SIEM offloading with a new engine does not mean you have to immediately adopt a fully decentralized architecture. You can also build your own lakehouse architecture with VAST, thanks to a standardized data plane via Apache Arrow. In fact, it makes sense to centralize heavy-duty analytics that require a lot of horse power. But you can also push a lot of front-line detection deep into the edge.

Key Benefits

Using VAST in front of your SIEM has the following benefits:

  1. Reduced cost: VAST cuts your bill by absorbing the load of the heavy hitters while you can keep using the long tail of integrated data sources without disruption.
  2. Higher performance: VAST's system architecture has a strict separation of read and write path that scale independently, making it possible to operate the system under continuous inbound load.
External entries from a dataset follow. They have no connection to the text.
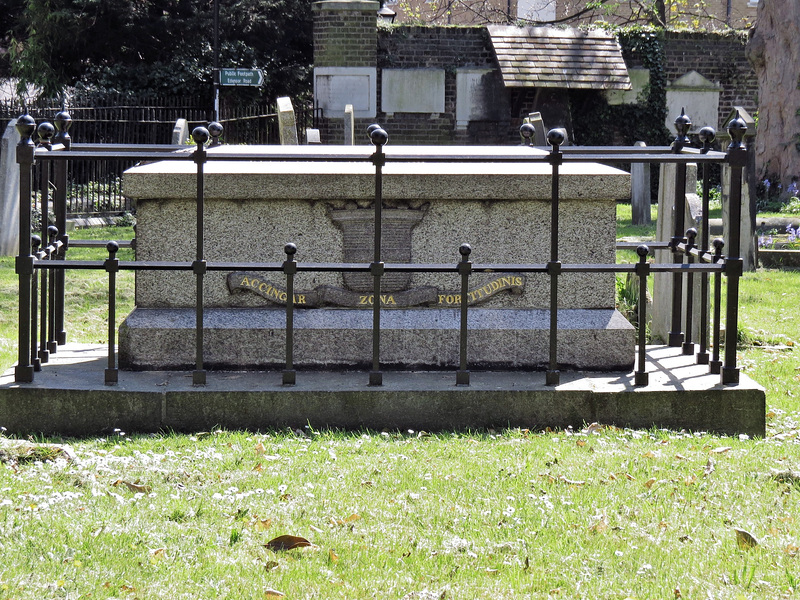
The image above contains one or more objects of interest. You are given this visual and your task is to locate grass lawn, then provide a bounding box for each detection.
[0,223,800,600]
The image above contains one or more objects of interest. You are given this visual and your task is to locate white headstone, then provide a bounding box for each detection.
[664,71,722,133]
[0,119,19,256]
[381,69,444,114]
[172,119,189,146]
[344,104,356,146]
[278,96,299,146]
[314,67,378,119]
[631,142,651,225]
[605,69,648,105]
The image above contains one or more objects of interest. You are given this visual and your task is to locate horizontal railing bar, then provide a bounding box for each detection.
[69,240,133,248]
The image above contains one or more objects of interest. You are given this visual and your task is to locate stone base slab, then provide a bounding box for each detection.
[0,345,766,436]
[119,308,635,371]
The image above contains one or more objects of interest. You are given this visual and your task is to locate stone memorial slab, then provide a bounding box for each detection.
[278,97,299,146]
[381,69,444,114]
[314,67,378,119]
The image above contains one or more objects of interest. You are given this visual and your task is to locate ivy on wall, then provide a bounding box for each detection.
[571,26,674,146]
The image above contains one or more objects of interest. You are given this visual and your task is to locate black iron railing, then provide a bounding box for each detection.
[10,108,747,386]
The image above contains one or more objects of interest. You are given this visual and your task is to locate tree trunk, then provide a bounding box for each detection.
[747,0,800,189]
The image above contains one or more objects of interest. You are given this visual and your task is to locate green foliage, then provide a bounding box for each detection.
[572,26,670,146]
[5,0,312,101]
Compared to legacy SIEMs, VAST is a resource-efficient, embeddable telemetry engine that offers 10-100x ingestion bandwidth, and executes queries with interactive latencies.
  3. Reduce Lock-in: VAST stores all event data in an open, analytics-friendly format (Parquet) that makes it easy to BYO detection workloads.
  4. Easy compliance: VAST's powerful transforms allow you to perform fine-grained field-level modifications to anonymize, pseudonymize, or encrypt sensitive data. With compaction, you can specify retention periods (e.g., "anonymize URLs after 7 days") and define a multi-level roll-up strategy to age data gracefully.